JNS
The Palestinian Health Ministry turned down the vaccines, claiming their expiration dates were earlier than had been agreed.
Israel faces the prospect of throwing out hundreds of thousands of COVID-19 vaccines if it can’t find a country willing to buy them before they expire.
The number of vaccines Israel holds in cold storage that expire at the end of July is 1.4 million, Kan reports.
Israel plans to use 600,000 to inoculate 300,000 teens, a goal set by the government following its decision to vaccinate citizens ages 12-16 in the wake of a recent outbreak of the virus in several schools, but the window to do so is closing.
On July 28, Israeli Prime Minister Naftali Bennett said those who wish to receive a double dose of the Pfizer vaccine must get their first injection by July 9 given the required time between doses.
But even assuming a best-case scenario, some 800,000 vaccines, worth tens of millions of shekels, will potentially go to waste. Israel is thus in the midst of negotiations with several countries to take the vaccines, either for cash or in exchange for a restock out of future vaccine shipments to those countries, according to the report.
The Palestinian Authority on June 18 canceled a deal involving the soon-to-expire vaccines, claiming that an initial shipment showed expirations dates earlier than had been agreed upon.

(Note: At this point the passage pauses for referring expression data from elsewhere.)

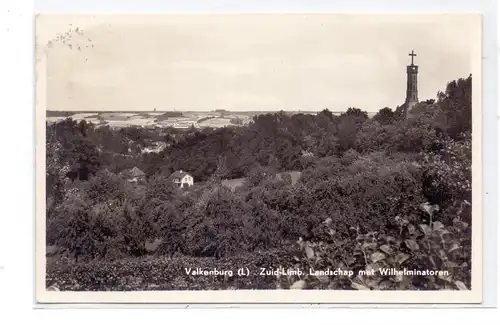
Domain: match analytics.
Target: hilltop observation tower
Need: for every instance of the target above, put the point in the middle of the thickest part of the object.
(411, 85)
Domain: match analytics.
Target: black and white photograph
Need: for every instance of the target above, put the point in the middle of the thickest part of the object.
(268, 155)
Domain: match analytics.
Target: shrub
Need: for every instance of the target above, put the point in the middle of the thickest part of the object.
(419, 247)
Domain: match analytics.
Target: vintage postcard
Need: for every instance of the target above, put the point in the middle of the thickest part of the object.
(258, 158)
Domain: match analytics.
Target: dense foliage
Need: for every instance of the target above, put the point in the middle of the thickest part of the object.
(373, 193)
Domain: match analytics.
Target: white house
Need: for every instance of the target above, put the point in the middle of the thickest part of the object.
(181, 179)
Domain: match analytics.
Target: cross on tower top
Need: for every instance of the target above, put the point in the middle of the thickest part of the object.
(412, 55)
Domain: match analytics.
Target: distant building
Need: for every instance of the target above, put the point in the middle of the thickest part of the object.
(181, 179)
(135, 175)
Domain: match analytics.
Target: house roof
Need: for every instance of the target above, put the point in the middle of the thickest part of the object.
(135, 172)
(178, 174)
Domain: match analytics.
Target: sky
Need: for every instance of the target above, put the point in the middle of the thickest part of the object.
(250, 62)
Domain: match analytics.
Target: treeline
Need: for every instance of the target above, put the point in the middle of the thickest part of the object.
(356, 172)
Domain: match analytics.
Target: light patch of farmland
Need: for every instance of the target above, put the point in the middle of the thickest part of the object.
(216, 122)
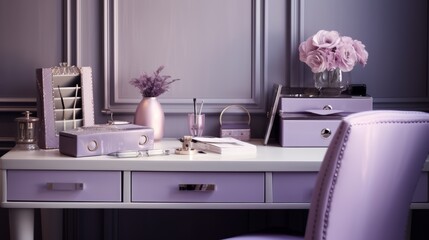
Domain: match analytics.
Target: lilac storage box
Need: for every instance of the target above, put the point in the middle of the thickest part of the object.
(312, 121)
(105, 139)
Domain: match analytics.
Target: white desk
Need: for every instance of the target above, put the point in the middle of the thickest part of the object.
(274, 178)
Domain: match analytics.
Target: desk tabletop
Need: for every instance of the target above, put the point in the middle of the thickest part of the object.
(271, 158)
(268, 158)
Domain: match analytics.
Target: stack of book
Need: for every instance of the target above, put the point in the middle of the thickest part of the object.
(225, 145)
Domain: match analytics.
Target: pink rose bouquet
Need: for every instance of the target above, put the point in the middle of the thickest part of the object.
(327, 50)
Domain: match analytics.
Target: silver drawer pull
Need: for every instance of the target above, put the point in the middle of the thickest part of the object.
(197, 187)
(326, 132)
(327, 107)
(64, 186)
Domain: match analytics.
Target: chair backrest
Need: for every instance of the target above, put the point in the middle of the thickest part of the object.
(368, 176)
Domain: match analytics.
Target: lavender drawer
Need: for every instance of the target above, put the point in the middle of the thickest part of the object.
(297, 187)
(305, 133)
(421, 193)
(70, 186)
(210, 187)
(293, 187)
(352, 104)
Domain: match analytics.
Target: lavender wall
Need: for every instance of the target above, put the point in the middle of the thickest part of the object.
(42, 33)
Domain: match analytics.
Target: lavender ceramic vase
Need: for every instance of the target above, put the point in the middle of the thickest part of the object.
(149, 113)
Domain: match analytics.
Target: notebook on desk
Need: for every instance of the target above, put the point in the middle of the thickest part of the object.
(226, 145)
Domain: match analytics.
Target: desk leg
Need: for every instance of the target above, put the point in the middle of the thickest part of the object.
(52, 224)
(21, 223)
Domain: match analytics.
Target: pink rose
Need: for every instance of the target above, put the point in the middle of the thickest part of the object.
(326, 39)
(362, 54)
(346, 57)
(316, 61)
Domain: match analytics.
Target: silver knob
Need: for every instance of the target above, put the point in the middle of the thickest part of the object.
(327, 107)
(326, 132)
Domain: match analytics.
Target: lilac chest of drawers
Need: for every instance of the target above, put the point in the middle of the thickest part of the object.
(312, 121)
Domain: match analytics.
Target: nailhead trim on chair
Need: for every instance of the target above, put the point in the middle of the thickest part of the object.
(337, 168)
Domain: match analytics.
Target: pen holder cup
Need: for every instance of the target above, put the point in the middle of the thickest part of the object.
(196, 124)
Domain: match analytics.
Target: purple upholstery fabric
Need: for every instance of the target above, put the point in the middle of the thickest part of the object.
(367, 178)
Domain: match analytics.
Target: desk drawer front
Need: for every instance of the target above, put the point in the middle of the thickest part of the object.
(353, 104)
(197, 187)
(305, 133)
(70, 186)
(293, 187)
(297, 187)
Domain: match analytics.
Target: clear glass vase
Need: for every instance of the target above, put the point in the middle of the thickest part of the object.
(149, 113)
(331, 83)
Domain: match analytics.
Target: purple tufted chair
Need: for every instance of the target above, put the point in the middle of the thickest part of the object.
(367, 178)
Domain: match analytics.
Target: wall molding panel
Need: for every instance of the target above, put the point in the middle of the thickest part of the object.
(230, 71)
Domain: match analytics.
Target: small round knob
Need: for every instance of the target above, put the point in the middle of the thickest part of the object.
(327, 107)
(143, 140)
(92, 146)
(326, 132)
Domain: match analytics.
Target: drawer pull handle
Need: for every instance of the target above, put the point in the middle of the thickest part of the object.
(197, 187)
(327, 107)
(326, 132)
(64, 186)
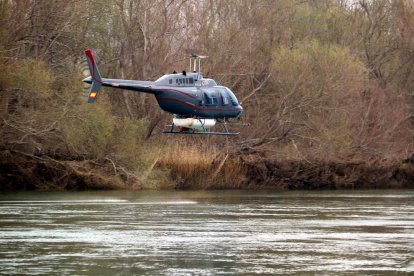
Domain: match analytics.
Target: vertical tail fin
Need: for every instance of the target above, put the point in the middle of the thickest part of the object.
(95, 76)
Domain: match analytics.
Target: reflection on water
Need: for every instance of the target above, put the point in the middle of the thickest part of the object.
(205, 233)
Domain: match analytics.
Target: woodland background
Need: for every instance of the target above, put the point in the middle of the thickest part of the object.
(327, 86)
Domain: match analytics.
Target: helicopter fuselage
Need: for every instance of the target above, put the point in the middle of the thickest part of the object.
(185, 95)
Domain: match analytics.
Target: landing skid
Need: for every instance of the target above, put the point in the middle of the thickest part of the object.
(203, 132)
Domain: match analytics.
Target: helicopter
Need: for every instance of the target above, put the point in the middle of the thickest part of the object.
(197, 103)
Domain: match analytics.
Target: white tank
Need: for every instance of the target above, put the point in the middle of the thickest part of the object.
(193, 123)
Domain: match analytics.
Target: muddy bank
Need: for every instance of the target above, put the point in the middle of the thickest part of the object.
(318, 175)
(19, 171)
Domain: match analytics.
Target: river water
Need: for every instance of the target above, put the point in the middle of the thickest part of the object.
(207, 232)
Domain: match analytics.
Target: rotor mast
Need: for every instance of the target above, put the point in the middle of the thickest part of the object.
(195, 61)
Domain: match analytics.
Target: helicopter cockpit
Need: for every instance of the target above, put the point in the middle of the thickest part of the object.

Under the terms of the deal, Israel was to have supplied the P.A. with up to 1.4 million doses of the Pfizer-BioNTech vaccine, in exchange for a resupply of the same number of doses from the P.A. later in the year, Reuters reported.
The deal was advantageous for the P.A. as it would have expedited the vaccination process in the areas under its control.
However, P.A. Health Minister Mai al-Kaila told reporters that the initial shipment had an expiration date in June, not in “July or August, which would allow lots of time for use,” according to the report.
Israel’s Health Ministry subsequently issued a statement denying the P.A.’s claims, and stating that the vaccines’ expiration dates “were known and agreed to by both parties.” The vaccines were “perfectly in order,” it said, and were identical in all respects to the vaccines currently being administered to Israelis.
Caption: Pfizer-BioNTech COVID-19 vaccines, at a vaccination center in Tzfat, Feb. 22, 2021.